Consumer Tips / We encourage our customers and residents in areas potentially affected by a storm to prepare as well.

  • Save your smartphone’s battery life. In case of a power outage, extend your device’s battery life by putting it in power-save mode, turning off Bluetooth and Wi-Fi, deleting apps, or putting your phone in Airplane Mode. This may prevent you from using certain features, but will ultimately save battery power.

  • Keep your mobile devices charged. Be sure to have another way to charge your smartphone if the power goes out. 

  • Keep your mobile devices dry. Mobile phones can be a critical lifeline during a storm. To protect yours, store it in a water-resistant case, floating waterproof case or plastic bag. A car charger or back-up battery pack can come in handy. If you have multiple devices to keep charged, consider a multi-port back-up battery pack.

  • Back up important information and protect vital documents. Back up insurance papers, medical information and the like to the Cloud or your computer. With cloud storage, you can access your data from any connected device. 

  • Have a family communications plan. Choose someone out of the area as a central contact in case your family is separated. Most importantly, practice your emergency plan in advance.

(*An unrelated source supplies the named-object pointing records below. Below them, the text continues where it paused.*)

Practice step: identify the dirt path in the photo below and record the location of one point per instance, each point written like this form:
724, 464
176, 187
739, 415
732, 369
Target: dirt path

  • Store emergency contacts in your mobile phone. Numbers should include the police department, fire station, hospital, and family members.

  • Forward your home number to your mobile number in the event of an evacuation. Because call forwarding is based out of the telephone central office, you will get calls from your landline phone even if your local telephone service is down.

  • Track the storm on your mobile device. If you lose power at your home during a storm, you can use your mobile device to access local weather reports.  

FirstNet: And when thinking about hurricane preparedness, we know how critical communications are to rescue/recovery efforts.  That’s why we partnered with the First Responder Network Authority (FirstNet Authority) – an independent agency within the federal government – to deliver the FirstNet network to public safety. FirstNet gives first responders the unthrottled connectivity they need, no matter the emergency:

  • Priority & Preemption: In emergencies and disasters, commercial networks can quickly become congested. That’s why FirstNet is the only nationwide network that gives first responders always-on priority and preemption. It puts them at the front of the “communications line.”  

  • Greater Command & Control: Public safety agencies have access to a fleet of 76 dedicated mobile cell sites that link to FirstNet via satellite and do not rely on commercial power availability. Newly added to the FirstNet disaster response arsenal in 2020: FirstNet One – an approximately 55-foot aerostat, more commonly known as a blimp. And, to give first responders greater command and control of their network, the FirstNet Response Operations Program aligns with the National Incident Management System to better guide the deployment of these assets.

  • Enhanced Coverage and Capacity: We’ve also deployed FirstNet Band 14 spectrum across 700+ markets nationwide. Band 14 is nationwide, high-quality spectrum set aside by the U.S. government specifically for FirstNet. We refer to it as public safety’s VIP lane- during an emergency, this band can be cleared and locked just for FirstNet subscribers.